January 28, 02
Vol. 17 , No. 06
View Entire Issue (Vol. 17 , No. 06)
Nazi Concentration Camps and German Society
THURSDAY, FEBRUARY 7, 2002
What induces people to follow a charismatic leader whose intentions include mass murder? What roles do religious leaders and institutions play in aiding, condoning, or preventing the destruction of human life? How do such events enter in the collective memory and shape a public consciousness? In the wake of disaster, can there be justice or material recompense for victims?
The events of September 11th provoke these questions, but they are not new ones. The Holocaust also induces scholars to explore these fundamental historical and philosophical issues. In conjunction with this semester's European Union seminar, Researching the Holocaust, taught by CMC Professors John Roth and Jonathan Petropoulos, the Athenaeum and the Gould Center for Humanistic Studies are pleased to feature four internationally recognized experts. They will address compelling topics that are relevant not only for our understanding of the past, but also for reckoning with our current circumstances.
Robert Gellately, Strassler Professor in Holocaust History at Clark University, and author of recently published Backing Hitler: Consent and Coercion in Nazi Germany (2001), will speak on the Germans' support for Hitler and his genocidal policies. Gellately will deliver the Gould Center's Golo Mann Lecture, which is also the first lecture in the series, The Holocaust in a Post-September 11th world.
Susan Zucotti, whose important study, Under His Very Windows: The Vatican and the Holocaust in Italy (2000), received the National Jewish Book Award in the category of Jewish-Christian relations, will discuss contemporary issues surrounding Pope Pius XII, who led the Roman Catholic Church during the years of the Holocaust. (March 6)
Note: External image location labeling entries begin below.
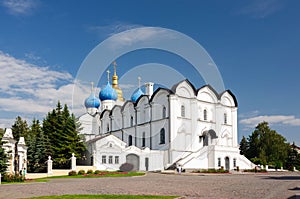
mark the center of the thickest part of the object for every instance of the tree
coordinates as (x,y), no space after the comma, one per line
(243,146)
(3,155)
(62,130)
(266,146)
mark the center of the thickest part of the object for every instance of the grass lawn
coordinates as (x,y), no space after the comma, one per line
(104,197)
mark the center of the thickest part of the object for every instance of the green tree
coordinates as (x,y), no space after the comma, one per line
(3,155)
(266,146)
(243,146)
(62,130)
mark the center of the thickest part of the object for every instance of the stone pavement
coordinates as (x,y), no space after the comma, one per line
(270,185)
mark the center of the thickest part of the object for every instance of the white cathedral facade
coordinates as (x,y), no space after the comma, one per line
(163,128)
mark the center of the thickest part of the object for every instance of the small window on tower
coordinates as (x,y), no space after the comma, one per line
(182,111)
(110,159)
(205,114)
(219,162)
(104,159)
(164,112)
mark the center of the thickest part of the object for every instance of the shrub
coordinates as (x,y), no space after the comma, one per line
(13,178)
(72,173)
(126,167)
(97,172)
(90,171)
(81,172)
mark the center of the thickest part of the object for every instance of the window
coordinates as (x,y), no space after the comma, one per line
(182,111)
(129,140)
(110,159)
(131,121)
(205,114)
(162,136)
(116,159)
(144,140)
(164,112)
(104,159)
(219,162)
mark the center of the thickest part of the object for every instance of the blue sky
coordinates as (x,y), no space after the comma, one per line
(255,44)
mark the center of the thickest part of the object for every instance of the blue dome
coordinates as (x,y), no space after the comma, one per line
(108,93)
(135,96)
(92,101)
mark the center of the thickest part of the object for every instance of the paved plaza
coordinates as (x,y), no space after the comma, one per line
(270,185)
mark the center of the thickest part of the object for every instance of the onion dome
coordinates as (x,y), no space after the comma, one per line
(92,101)
(135,96)
(108,93)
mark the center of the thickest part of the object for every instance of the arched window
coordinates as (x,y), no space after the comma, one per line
(144,140)
(182,111)
(131,121)
(164,112)
(205,114)
(129,140)
(162,136)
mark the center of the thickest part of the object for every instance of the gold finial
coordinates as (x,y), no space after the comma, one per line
(139,79)
(92,83)
(108,75)
(115,67)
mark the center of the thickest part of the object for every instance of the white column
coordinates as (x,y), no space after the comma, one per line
(49,163)
(73,162)
(94,158)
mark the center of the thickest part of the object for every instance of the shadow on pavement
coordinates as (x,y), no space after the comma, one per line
(283,177)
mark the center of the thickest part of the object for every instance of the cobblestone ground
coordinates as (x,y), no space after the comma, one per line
(271,185)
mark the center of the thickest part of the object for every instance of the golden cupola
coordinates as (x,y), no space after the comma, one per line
(115,84)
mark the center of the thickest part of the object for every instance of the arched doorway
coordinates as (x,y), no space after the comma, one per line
(134,160)
(227,164)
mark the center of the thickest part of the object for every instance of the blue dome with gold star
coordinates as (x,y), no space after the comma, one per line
(135,96)
(92,101)
(108,93)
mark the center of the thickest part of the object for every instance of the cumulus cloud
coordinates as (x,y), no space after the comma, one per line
(288,120)
(32,90)
(261,9)
(20,7)
(112,28)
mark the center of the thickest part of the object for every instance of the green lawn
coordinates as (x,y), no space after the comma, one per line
(105,197)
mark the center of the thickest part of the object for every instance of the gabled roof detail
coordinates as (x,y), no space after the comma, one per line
(103,112)
(114,109)
(159,90)
(232,95)
(188,82)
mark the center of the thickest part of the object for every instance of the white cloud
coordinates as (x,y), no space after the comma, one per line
(20,7)
(261,9)
(288,120)
(113,28)
(31,91)
(134,36)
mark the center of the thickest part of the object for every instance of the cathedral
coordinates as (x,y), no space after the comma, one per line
(162,128)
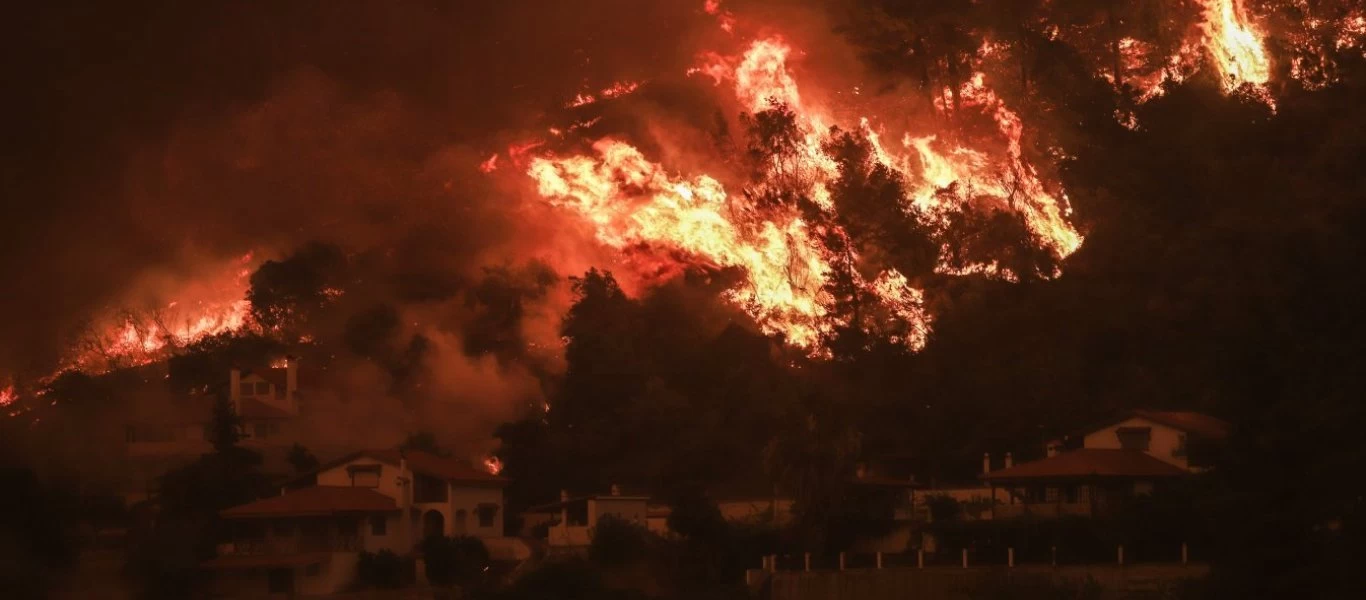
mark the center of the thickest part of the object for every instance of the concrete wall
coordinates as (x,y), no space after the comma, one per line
(958,584)
(627,509)
(757,510)
(1163,444)
(388,476)
(469,500)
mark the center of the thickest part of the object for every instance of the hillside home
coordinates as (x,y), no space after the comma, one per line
(1128,455)
(308,539)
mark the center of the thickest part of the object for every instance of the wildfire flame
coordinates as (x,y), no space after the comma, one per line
(130,339)
(1235,44)
(635,202)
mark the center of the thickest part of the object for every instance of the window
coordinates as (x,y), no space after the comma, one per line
(349,528)
(486,514)
(365,476)
(429,489)
(1071,494)
(1134,438)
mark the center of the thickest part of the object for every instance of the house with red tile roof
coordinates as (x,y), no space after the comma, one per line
(308,539)
(1128,455)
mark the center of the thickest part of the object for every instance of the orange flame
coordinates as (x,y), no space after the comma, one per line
(635,202)
(1235,44)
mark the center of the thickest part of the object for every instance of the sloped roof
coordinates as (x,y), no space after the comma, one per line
(1090,462)
(254,409)
(318,500)
(1189,421)
(232,562)
(426,464)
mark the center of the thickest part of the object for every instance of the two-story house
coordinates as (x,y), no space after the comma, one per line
(571,522)
(308,539)
(163,431)
(1127,455)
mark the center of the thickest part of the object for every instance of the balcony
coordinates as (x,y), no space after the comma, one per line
(293,544)
(1042,510)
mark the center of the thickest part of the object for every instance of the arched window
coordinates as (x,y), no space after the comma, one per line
(433,524)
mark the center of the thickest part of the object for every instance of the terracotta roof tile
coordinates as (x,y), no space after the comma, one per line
(317,500)
(231,562)
(1187,421)
(1089,462)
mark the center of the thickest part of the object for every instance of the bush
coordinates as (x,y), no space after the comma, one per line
(383,570)
(455,561)
(618,541)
Berel Lang, author of The Future of the Holocaust: Between History and Memory (1999), Professor of Humanities at Trinity College in Hartford Connecticut, and the 2001-2002 Ina Levine Invitational Scholar at the United States Holocaust Memorial Museum, will explore how memory of catastrophic events affects the present and the future. (April 8)
Stuart Eizenstat, former Deputy Secretary of the Treasury, member of the Presidential Commission on Holocaust Assets in the United States, and a primary architect of the Fund of German Industry for Victims of Nazi Slave and Forced Labor, will deliver a talk titled after his recent book Imperfect Justice: The Unfinished Business of World War II (2002). (April 18)
The focus of these talks will be historical, but as these lectures will illustrate, the themes they explore have a special relevance in a post-Holocaust, post-September 11th world.